A series of tweets fired off by Musk included a meme of a car with his first name on it veering onto a highway off-ramp labeled “Go to War,” instead of continuing onwards toward “Pay 30 percent.”
The billionaire CEO also tweeted that Apple has “threatened to withhold Twitter from its App Store, but won’t tell us why.”
Apple did not immediately reply to an AFP request for comment.
Both Apple and Google require social networking services on their app stores to have effective systems for moderating harmful or abusive content.
But since taking over Twitter last month, Musk has cut around half of Twitter’s workforce, including many employees tasked with fighting disinformation, while an unknown number of others have voluntarily quit.
He has also reinstated previously banned accounts, including that of former president Donald Trump.

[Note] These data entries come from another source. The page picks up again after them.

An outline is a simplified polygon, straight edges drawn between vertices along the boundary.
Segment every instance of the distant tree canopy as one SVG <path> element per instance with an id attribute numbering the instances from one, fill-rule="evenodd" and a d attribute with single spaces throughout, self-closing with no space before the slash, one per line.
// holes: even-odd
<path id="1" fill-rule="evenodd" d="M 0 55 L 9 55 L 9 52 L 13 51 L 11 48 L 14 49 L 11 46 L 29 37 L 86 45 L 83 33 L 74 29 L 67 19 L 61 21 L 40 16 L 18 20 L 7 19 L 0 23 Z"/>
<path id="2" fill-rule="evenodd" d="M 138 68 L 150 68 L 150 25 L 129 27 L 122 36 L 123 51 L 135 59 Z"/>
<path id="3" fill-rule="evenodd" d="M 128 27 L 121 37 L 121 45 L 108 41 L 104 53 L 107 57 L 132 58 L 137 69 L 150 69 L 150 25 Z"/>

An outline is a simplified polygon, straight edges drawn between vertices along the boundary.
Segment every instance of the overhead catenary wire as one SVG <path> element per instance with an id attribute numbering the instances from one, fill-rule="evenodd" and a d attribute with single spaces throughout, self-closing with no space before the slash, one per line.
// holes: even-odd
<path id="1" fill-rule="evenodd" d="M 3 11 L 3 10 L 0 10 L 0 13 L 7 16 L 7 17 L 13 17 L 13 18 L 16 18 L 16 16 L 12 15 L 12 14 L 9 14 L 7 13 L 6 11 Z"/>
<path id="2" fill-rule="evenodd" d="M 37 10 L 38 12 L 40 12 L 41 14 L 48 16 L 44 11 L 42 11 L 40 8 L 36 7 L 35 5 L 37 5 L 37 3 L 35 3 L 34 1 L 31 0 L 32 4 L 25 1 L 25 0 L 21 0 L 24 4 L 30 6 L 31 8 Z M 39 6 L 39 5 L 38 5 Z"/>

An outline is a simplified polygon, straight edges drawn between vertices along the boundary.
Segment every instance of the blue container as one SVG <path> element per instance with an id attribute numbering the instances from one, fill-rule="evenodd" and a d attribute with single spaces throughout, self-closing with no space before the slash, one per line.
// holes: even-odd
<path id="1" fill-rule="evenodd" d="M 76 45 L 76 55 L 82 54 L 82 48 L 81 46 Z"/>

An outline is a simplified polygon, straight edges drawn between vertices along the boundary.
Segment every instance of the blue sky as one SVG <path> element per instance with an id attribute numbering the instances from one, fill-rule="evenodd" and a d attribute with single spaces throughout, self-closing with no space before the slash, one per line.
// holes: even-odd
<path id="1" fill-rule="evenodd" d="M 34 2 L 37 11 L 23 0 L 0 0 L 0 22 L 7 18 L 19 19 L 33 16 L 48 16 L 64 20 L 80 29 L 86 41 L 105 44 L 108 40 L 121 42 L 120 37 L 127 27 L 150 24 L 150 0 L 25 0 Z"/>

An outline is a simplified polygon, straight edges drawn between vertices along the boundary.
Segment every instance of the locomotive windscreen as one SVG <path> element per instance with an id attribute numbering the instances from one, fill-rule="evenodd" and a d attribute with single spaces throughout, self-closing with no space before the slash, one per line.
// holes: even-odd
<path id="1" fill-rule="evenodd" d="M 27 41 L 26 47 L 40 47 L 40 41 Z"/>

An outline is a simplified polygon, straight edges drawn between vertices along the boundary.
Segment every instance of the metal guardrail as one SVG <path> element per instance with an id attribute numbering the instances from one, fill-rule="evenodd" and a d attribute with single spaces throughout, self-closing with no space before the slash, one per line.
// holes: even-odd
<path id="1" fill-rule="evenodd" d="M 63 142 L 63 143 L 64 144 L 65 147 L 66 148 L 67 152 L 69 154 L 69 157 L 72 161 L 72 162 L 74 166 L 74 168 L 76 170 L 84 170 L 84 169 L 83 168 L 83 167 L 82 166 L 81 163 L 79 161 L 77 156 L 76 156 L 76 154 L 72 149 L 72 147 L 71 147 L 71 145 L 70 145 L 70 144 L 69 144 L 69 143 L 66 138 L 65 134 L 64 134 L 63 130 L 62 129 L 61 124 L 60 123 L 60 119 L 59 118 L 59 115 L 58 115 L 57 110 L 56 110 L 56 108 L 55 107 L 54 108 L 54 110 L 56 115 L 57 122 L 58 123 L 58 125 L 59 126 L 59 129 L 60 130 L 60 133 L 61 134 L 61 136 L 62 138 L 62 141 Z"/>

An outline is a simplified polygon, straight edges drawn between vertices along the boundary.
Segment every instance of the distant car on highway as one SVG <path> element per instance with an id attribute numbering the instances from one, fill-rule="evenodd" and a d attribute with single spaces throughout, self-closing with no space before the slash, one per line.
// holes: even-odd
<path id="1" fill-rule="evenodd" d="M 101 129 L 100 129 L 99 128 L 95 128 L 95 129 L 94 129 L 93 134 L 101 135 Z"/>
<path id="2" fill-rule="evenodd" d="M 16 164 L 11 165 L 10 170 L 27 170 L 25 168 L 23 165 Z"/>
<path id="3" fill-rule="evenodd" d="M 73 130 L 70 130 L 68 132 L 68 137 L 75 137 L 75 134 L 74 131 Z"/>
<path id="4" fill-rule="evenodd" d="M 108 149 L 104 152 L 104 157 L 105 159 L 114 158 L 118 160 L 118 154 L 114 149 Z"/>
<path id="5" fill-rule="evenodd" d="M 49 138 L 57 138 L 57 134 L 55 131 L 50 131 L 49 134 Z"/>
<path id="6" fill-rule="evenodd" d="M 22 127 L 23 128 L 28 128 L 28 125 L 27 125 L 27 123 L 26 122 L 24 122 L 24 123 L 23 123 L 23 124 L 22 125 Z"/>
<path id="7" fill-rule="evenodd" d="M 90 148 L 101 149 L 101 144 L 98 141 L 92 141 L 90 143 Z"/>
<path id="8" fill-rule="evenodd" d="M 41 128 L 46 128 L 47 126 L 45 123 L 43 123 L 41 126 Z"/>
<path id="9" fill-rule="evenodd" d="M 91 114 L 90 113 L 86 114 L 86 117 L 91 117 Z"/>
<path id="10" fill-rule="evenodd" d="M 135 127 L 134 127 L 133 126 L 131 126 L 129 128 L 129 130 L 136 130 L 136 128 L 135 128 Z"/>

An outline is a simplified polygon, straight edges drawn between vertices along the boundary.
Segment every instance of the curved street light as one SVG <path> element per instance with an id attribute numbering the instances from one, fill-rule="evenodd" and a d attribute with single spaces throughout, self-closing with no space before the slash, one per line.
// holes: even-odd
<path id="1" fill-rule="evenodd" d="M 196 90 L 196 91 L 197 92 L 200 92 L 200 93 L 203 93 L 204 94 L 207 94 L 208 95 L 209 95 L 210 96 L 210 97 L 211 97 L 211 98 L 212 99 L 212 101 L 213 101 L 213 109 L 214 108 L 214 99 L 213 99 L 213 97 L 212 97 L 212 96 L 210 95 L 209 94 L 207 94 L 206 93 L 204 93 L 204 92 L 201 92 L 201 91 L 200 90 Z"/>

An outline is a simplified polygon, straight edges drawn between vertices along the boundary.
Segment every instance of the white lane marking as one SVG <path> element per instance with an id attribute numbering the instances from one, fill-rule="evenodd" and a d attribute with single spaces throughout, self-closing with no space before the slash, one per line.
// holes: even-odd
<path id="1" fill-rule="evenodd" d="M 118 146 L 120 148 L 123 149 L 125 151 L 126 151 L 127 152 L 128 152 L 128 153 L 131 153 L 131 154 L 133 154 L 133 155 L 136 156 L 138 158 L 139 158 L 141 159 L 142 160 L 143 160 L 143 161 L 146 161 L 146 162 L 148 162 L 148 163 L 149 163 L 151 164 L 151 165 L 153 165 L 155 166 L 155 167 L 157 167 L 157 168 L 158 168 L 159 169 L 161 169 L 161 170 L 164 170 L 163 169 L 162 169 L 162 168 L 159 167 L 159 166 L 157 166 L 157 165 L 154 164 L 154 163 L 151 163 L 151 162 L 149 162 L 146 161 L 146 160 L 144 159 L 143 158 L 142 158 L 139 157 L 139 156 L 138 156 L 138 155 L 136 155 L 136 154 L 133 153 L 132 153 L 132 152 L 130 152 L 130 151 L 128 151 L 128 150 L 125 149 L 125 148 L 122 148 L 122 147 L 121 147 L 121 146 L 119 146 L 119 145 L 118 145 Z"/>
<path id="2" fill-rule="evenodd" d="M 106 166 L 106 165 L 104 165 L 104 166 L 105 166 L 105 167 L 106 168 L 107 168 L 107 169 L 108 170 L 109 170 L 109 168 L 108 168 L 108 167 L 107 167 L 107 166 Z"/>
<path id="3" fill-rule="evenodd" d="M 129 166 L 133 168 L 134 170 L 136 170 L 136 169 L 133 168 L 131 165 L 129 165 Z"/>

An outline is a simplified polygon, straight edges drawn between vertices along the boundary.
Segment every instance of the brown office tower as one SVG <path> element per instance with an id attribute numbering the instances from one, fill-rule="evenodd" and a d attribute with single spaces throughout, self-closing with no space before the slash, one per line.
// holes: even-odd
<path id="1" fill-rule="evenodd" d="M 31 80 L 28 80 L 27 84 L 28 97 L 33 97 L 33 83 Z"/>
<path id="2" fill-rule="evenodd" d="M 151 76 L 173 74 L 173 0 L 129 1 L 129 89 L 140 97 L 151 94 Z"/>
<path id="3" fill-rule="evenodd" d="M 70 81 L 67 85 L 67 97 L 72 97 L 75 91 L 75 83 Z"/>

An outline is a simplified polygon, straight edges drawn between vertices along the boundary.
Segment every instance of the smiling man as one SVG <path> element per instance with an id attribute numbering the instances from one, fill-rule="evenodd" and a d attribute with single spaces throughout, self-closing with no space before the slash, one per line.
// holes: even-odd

Yoel Roth, the former head of trust and safety at Twitter who left after Musk took over, wrote in a New York Times op-ed that “failure to adhere to Apple’s and Google’s guidelines would be catastrophic,” and risk “expulsion from their app stores.”
Describing himself as a “free speech absolutist,” Musk believes that all content permitted by law should be allowed on Twitter, and on Monday described his actions as a “revolution against online censorship in America.”
He also tweeted that he planned to publish “Twitter Files on free speech suppression,” but without clarifying what data he had in mind to share with the public.
Though Musk says Twitter is seeing record high engagement with him at the helm, his approach has startled the company’s major moneymaker — advertisers.
In recent weeks, half of Twitter’s top 100 advertisers have announced they are suspending or have otherwise “seemingly stopped advertising on Twitter,” an analysis conducted by nonprofit watchdog group Media Matters found.
Musk on Monday accused Apple of also having “mostly stopped advertising on Twitter.”
“Do they hate free speech in America?” he asked, before replying with a tweet tagging Apple CEO Tim Cook.
In the first three months of 2022, Apple was the top advertiser on Twitter, spending some $48 million on ads which accounted for more than 4 percent of the social media platform’s revenue, according to a Washington Post report citing an internal Twitter document.
Sarah Roberts, an information studies expert at University of California, Los Angeles, told AFP that “Musk didn’t understand that Twitter itself was a brand, had cachet.”
“Now companies don’t even want to be associated with it. It’s not even that they worry about the content. Twitter is a tainted brand, a brand non grata companies don’t want to be associated with,” she added.

Musk on Monday also called Apple’s fee on transactions through its App Store a “secret 30 percent tax.”
He shared a video released last year by Fortnite maker Epic Games that portrayed Apple as an oppressor in a mocking spin on a famous “1984” ad for Macintosh computers.
Apple has clashed in court with Epic, which has sought to break Apple’s grip on the App Store, accusing the iPhone maker of operating a monopoly in its shop for digital goods or services.
A federal judge last year ordered Apple to loosen control of its App Store payment options, but said Epic had failed to prove that antitrust violations had taken place.
Musk’s controversial moves at Twitter, along with the possibility he will need to sell more Tesla shares to keep the social media platform afloat, has taken shine off of the electric car company and its stock, according to Wedbush analyst Dan Ives.
“The Musk vs Apple new battle is not what investors want to see,” Ives said in a tweet.